O estudo do Dieese revelou que praticamente todos os preços das tarifas públicas se mantiveram acima da inflação no período analisado. A gasolina subiu 327%, o diesel, 396%, as tarifas de ônibus, 375%, energia elétrica, 318% e as tarifas de água e esgoto, 239,5%. Abaixo do índice oficial, ficaram os produtos da cesta básica, como o pão que subiu 175%; carne, 179%; feijão, 180%. Os produtos que menos subiram no período foram o café, com variação de 39% e o açúcar, que subiu 83,5%.
O aumento no preço da assinatura básica de telefone fixo começou ocorrer antes da privatização do sistema, em 1998. Após a venda das estatais, a variação continuou acima dos níveis inflacionários em função da indexação dos preços da telefonia ao Índice Geral de Preços de Mercado (IGP-M), índice superior à inflação, explicou o economista do Dieese Sandro Silva.

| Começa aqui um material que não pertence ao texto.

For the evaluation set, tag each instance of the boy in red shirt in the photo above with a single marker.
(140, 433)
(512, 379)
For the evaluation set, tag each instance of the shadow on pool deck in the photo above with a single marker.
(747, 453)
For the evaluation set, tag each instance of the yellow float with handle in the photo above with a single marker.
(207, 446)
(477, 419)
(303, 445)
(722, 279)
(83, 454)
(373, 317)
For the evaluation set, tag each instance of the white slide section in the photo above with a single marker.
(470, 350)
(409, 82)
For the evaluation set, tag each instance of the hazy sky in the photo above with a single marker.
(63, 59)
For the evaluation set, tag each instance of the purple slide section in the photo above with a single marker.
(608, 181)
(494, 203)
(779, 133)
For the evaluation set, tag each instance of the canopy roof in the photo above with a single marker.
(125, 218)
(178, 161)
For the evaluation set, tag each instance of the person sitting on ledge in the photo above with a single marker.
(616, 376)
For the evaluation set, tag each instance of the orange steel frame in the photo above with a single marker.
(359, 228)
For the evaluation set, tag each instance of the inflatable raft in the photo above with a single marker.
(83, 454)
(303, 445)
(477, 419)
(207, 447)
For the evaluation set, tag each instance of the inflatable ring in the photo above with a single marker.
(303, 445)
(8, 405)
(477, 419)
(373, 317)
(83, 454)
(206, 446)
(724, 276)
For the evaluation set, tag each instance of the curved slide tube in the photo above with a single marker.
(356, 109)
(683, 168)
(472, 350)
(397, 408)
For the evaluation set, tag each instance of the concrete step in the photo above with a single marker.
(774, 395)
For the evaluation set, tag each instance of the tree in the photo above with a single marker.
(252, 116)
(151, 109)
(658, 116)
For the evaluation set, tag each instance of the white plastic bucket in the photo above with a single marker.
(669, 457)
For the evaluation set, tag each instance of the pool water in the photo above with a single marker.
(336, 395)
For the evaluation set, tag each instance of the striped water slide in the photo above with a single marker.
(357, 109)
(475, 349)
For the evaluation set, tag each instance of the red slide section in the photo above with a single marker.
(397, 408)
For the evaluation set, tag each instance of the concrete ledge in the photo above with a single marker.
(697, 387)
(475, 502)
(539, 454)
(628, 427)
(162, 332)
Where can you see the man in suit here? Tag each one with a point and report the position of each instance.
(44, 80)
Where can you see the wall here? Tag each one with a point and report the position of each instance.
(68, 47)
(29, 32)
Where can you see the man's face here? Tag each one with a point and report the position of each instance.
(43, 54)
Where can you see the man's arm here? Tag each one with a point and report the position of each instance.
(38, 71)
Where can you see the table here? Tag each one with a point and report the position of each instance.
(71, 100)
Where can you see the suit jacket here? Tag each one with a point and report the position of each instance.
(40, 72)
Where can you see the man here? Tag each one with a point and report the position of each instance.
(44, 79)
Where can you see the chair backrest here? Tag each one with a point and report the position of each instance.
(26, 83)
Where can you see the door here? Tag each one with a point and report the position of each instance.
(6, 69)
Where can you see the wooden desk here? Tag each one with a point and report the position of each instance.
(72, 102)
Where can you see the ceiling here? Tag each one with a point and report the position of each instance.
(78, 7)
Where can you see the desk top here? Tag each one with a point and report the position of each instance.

A justificativa, na época, era a necessidade de mudar o perfil das receitas das empresas de telefonia para tornar o setor mais atrativo para a privatização. A alternativa foi garantir uma receita mais fixa através do aumento das assinaturas.
Desde a privatização, a política da Agência Nacional de Telecomunicações (Anatel), sempre foi dar aumentos diferenciados na assinatura básica e no pulso. O pulso local de telefonia fixa, que custava R$ 0,03 em julho de 1994 passou para R$ 0,14 em março de 2005, um aumento de 396%. ''Os consumidores economizam no pulso mas não escapam da assinatura básica'', observou o economista.
Alimentando a inflação - Conforme o levantamento das tarifas públicas, o consumidor está pagando o dobro com as tarifas públicas do que pagava em julho de 1994. Naquela época, o consumidor comprometia 16% do orçamento com os serviços essenciais e atualmente compromete 32%. Na avaliação de Silva, os preços dos serviços estão subindo mais do que a inflação e que os salários das pessoas. ''O próprio governo com a política de concessão dos serviços públicos está alimentando a inflação acima do previsto, ao contrário do que se imagina que é a política dos juros altos'', comparou. Segundo Silva, a inflação vem sendo alimentada pelo aumento das tarifas públicas, enquanto que a política de juros altos não provocam impacto nos preços dos serviços.
O presidente do Sindicato dos Engenheiros (Senge), Eroni Bertoglio, lamentou que a classe política está se afastando da defesa de temas que atingem o bolso do consumidor. Segundo ele, há cerca de cinco anos o Senge em parceria com o Dieese vem denunciando o ''descalabro'' nos preços das tarifas públicas que sobem acima da inflação e dos salários e ''não se vê um político que assume essa bandeira no Congresso'', disparou. ''Quando um assunto desse entra em pauta na base do Congresso, em pouco tempo ocorre um acordo de cúpula, arranjo de lideranças e nada acontece'',salientou.
O coordenador do Procon-PR, Algaci Túlio, manifestou a mesma opinião. ''Os políticos se esqueceram da prerrogativa que têm e não fazem a defesa do cidadão''. De acordo com Túlio, apesar das reclamações contra telefonia fixa serem as campeãs no Procon, o órgão pouco pode fazer por causa dos contratos firmados no período da privatização.